Business & Innovation
The UK is a world-leader in innovation and university-business collaboration, and our comparative advantage derives from excellent research within our world-class universities.
Collaboration with business is a core part of our universities’ work, whether that be sharing knowledge and skills with local businesses, working on major research projects with multinationals or providing incubator space for innovative start-ups.
But Government could facilitate more innovation by opening up new funding and investment opportunities and providing a stable regulatory environment for partnerships to be developed.
Innovation funding and environment
Original, high-quality research within universities underpins innovation in the UK, so it is essential that funding for innovation comes in addition to, not at the expense of, the research budget.
Current public funding for innovation could be made more effective in order to get greater impact from our universities’ excellent research.
In particular, the Higher Education Innovation Fund (HEIF) results in an almost ten-fold return on investment and that return is even greater when focused on the most research-intensive universities.

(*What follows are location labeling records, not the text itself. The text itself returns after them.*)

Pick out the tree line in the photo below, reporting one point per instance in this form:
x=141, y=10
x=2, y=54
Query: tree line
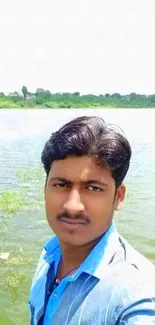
x=47, y=99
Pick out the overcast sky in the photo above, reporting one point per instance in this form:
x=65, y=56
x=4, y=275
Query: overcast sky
x=91, y=46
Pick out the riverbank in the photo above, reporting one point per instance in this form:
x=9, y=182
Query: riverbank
x=76, y=101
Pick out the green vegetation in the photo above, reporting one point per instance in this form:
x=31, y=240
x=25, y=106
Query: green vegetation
x=13, y=271
x=45, y=99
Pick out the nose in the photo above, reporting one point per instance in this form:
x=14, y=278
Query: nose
x=73, y=204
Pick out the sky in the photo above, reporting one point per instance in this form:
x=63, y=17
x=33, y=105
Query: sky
x=90, y=46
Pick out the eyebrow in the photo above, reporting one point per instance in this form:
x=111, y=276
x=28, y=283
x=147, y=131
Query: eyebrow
x=67, y=181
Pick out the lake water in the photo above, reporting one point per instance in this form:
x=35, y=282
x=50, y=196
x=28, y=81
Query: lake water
x=22, y=137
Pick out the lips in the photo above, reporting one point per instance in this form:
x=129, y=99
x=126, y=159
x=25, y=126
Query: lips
x=73, y=221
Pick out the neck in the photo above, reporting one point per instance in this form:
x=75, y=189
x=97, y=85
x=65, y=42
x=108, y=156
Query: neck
x=72, y=256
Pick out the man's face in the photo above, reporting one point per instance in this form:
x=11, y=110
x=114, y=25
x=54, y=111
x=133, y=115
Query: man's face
x=80, y=200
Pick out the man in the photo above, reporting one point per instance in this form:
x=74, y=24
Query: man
x=87, y=273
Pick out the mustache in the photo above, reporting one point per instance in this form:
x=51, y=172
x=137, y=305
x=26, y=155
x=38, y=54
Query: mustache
x=77, y=216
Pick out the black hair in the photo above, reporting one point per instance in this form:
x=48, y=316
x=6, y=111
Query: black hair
x=91, y=136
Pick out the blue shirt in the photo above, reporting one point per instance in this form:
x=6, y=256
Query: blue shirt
x=88, y=266
x=115, y=285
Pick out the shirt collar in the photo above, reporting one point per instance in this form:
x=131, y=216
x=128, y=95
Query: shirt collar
x=99, y=257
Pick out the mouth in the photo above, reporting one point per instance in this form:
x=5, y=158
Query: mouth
x=72, y=222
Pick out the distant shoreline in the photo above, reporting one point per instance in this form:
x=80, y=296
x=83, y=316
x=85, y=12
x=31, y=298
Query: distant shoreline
x=44, y=99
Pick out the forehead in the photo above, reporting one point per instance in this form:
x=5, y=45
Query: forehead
x=78, y=168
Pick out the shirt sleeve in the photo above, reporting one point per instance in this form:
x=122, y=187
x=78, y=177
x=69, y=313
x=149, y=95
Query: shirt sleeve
x=140, y=313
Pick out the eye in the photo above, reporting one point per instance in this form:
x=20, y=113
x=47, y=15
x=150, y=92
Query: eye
x=58, y=185
x=95, y=189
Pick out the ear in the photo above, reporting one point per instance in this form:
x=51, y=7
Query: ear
x=119, y=197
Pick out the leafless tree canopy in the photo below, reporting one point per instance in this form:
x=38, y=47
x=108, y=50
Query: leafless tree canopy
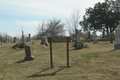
x=52, y=27
x=73, y=22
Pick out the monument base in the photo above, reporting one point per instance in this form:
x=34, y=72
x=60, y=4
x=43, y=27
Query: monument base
x=116, y=46
x=29, y=57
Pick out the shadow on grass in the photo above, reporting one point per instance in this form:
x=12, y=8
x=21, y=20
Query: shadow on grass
x=44, y=75
x=21, y=61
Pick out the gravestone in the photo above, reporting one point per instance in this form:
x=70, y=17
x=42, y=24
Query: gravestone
x=14, y=40
x=29, y=37
x=6, y=39
x=37, y=37
x=88, y=35
x=43, y=40
x=117, y=37
x=28, y=52
x=73, y=37
x=78, y=43
x=91, y=38
x=95, y=37
x=103, y=33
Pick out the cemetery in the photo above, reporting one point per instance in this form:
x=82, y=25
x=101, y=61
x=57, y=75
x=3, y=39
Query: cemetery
x=74, y=48
x=98, y=61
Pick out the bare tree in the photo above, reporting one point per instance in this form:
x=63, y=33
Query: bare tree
x=41, y=29
x=73, y=22
x=55, y=27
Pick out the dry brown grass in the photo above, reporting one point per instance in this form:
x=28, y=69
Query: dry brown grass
x=98, y=62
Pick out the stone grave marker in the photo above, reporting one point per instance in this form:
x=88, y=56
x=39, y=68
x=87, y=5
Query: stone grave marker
x=95, y=37
x=29, y=37
x=88, y=35
x=28, y=52
x=78, y=43
x=117, y=37
x=14, y=40
x=59, y=40
x=43, y=40
x=91, y=38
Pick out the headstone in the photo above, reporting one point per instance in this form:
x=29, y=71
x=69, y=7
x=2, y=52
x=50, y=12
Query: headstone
x=28, y=52
x=43, y=40
x=73, y=37
x=29, y=38
x=117, y=37
x=14, y=40
x=103, y=33
x=78, y=44
x=33, y=42
x=95, y=37
x=23, y=41
x=91, y=38
x=88, y=35
x=37, y=37
x=6, y=39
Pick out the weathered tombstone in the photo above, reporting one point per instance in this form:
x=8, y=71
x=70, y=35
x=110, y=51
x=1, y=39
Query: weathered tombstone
x=29, y=38
x=103, y=33
x=91, y=38
x=37, y=37
x=95, y=37
x=78, y=43
x=73, y=37
x=43, y=40
x=6, y=39
x=28, y=52
x=23, y=41
x=117, y=37
x=14, y=40
x=88, y=35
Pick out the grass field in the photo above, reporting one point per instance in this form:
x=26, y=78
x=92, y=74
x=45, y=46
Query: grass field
x=98, y=62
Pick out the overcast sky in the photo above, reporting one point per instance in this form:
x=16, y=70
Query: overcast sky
x=27, y=14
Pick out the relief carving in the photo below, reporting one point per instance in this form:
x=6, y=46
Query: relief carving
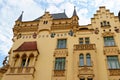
x=111, y=50
x=60, y=53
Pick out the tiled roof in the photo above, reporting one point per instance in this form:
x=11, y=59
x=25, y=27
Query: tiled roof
x=56, y=16
x=59, y=16
x=27, y=46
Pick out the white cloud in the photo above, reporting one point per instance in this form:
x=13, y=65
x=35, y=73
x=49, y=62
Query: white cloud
x=69, y=7
x=54, y=1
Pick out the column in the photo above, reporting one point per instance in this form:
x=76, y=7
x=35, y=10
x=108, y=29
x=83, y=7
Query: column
x=26, y=63
x=33, y=62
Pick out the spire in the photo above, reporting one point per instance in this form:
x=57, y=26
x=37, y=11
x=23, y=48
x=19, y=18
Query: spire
x=119, y=15
x=20, y=17
x=74, y=13
x=64, y=10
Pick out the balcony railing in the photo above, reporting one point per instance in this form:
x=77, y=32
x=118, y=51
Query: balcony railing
x=61, y=26
x=58, y=73
x=114, y=72
x=21, y=70
x=61, y=52
x=84, y=47
x=111, y=50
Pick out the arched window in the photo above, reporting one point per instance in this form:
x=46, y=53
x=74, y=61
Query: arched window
x=30, y=60
x=81, y=57
x=17, y=56
x=88, y=59
x=23, y=60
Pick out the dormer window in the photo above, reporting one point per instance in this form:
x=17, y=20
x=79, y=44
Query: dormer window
x=105, y=23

We support Sir Andrew Witty’s proposal to Government that the HEIF be increased to £250 million per year provided this is funded with new money. The cap limiting how much successful universities can receive should also be lifted.

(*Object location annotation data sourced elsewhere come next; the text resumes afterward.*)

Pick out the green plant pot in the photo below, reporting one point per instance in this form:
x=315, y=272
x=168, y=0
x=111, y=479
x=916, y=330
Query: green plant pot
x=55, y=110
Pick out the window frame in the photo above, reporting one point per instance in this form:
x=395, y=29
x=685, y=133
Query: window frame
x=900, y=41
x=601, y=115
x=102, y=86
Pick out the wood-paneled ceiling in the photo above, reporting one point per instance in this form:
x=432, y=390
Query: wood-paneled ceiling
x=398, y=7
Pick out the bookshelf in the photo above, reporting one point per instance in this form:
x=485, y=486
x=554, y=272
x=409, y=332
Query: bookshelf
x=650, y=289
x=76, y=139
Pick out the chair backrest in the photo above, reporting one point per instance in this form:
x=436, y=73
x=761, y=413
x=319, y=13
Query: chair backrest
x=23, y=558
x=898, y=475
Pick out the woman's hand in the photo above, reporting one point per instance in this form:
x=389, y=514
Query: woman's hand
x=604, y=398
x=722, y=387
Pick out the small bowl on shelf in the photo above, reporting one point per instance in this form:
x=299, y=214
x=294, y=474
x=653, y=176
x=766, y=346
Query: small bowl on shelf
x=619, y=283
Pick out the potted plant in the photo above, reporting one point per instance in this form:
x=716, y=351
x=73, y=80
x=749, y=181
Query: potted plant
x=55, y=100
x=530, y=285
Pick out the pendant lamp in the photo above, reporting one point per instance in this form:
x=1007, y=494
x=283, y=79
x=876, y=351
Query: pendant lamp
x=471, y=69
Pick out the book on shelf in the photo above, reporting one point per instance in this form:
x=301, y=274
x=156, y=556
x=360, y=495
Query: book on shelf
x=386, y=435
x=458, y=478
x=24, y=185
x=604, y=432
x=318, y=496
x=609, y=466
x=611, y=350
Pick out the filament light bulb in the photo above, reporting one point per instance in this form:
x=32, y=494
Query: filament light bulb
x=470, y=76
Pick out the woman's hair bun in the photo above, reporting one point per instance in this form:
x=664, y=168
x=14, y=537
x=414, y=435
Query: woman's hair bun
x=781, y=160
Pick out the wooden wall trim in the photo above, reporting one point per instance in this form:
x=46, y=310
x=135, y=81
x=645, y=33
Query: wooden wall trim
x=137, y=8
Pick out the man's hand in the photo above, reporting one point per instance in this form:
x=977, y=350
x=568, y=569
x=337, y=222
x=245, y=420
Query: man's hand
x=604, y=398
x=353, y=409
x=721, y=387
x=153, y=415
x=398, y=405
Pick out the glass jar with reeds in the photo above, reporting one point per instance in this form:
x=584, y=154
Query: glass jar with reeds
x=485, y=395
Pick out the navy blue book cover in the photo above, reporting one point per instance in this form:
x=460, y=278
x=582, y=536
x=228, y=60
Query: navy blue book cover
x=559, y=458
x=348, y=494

The Government can also do more to facilitate private and business funding for innovation. At the moment, it is much harder to find ‘proof of concept’ and venture capital funding to take a research idea through to a final product or service in the UK than in the US.
It is important that the Catapult centres build on excellence in leading universities creating a strong link from research through to commercialisation.
Regulation and tax
A stable regulatory and tax system is essential to providing an environment where universities and businesses have the confidence to invest in long-term relationships.
Introducing regulation around university-business collaboration would be counter-productive, bringing unintended and negative consequences for businesses, investors and universities.
Government tax measures are valuable in supporting early stage companies to develop products and technologies to commercialisation and should be maintained. It would also be helpful for Government to consider how VAT legislation and guidance could be simplified to avoid hindering collaboration between universities and businesses.